I mean theoretically cishet people would be able to take advantage of all the measures I have proposed. Definitionally thought, cis people wouldn't want to legally change their gender.
Hmmm, that's still a privilege and not a right. Not that I object in principle to the underlying goal, just to the framing.
I don't know if you're too young, but during the gay marriage debate pushback was "we already have the same freedoms! I am allowed to marry people of the opposite gender and so are gay people!". It was BS, and we have to look at the legal solutions that worked. Every region that said "gay people are allowed to marry people of their gender" created unsustainable Common Law privileges. Most sensible regions just created a more sweeping right "you're allowed to marry anyone, regardless of gender". Not a privilege, but a right.

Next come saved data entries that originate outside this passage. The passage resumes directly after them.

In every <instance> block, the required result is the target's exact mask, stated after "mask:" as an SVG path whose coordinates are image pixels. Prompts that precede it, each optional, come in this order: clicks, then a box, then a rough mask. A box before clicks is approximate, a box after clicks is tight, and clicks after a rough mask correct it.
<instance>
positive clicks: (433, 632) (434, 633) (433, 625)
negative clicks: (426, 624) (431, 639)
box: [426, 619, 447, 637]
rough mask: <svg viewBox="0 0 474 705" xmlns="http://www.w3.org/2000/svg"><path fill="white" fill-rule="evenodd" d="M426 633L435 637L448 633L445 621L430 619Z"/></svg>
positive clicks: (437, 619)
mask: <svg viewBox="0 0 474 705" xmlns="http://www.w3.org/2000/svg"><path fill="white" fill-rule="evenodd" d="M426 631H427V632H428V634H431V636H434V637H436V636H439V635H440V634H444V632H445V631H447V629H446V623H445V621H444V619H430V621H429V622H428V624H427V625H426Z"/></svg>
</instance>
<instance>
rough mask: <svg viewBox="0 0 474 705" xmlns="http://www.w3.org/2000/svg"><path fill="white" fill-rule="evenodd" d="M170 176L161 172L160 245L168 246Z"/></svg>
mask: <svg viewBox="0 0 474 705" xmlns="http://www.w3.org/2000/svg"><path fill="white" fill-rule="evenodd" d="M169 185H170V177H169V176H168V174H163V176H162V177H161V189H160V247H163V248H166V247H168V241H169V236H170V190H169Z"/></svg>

The way to get properly funded treatments that created rights, but not privileges, is to create universal healthcare akin to the UK's framing. In healthcare, we use something called
DALYs, which essentially measure the efficacy of a treatment based on how much it improves the quality of life of the recipient. It's not just adding pure lifespan, because everyone know that extended years of suffering aren't the same as extended years of health. The UK buys DALYs for its people based on an efficiency ratio, which (having in worked in the field) I rather like on a theoretical level but with the caveat that it was the first economic theory on delivering sustainable healthcare I was truly immersed in, so I'm hella biased.
So, if you frame it as a
right to healthcare based on need, then it universally works A cishet person never will need that specific therapy (unless it's to access some insane privilege in a progressive location that doesn't write sustainable laws wisely), but it doesn't matter, because the creation of that net catches them in whatever way back luck gets them.
The science of medical intervention to assist transpeople is still in its total infancy. We have a variety of opinions on what
may help and what people
feel helps, but we have no long-term data. Assigning the DALY model means that we get ratcheting improvements overtime. Any intervention we fund runs the risk of being suboptimal, so if we fund specific interventions instead of the model we create a bad system where bad treatments get locked in. The American health R&D system is pretty terrible, and full of perverse incentives, and you don't want to stack more bad policy onto old bad policy.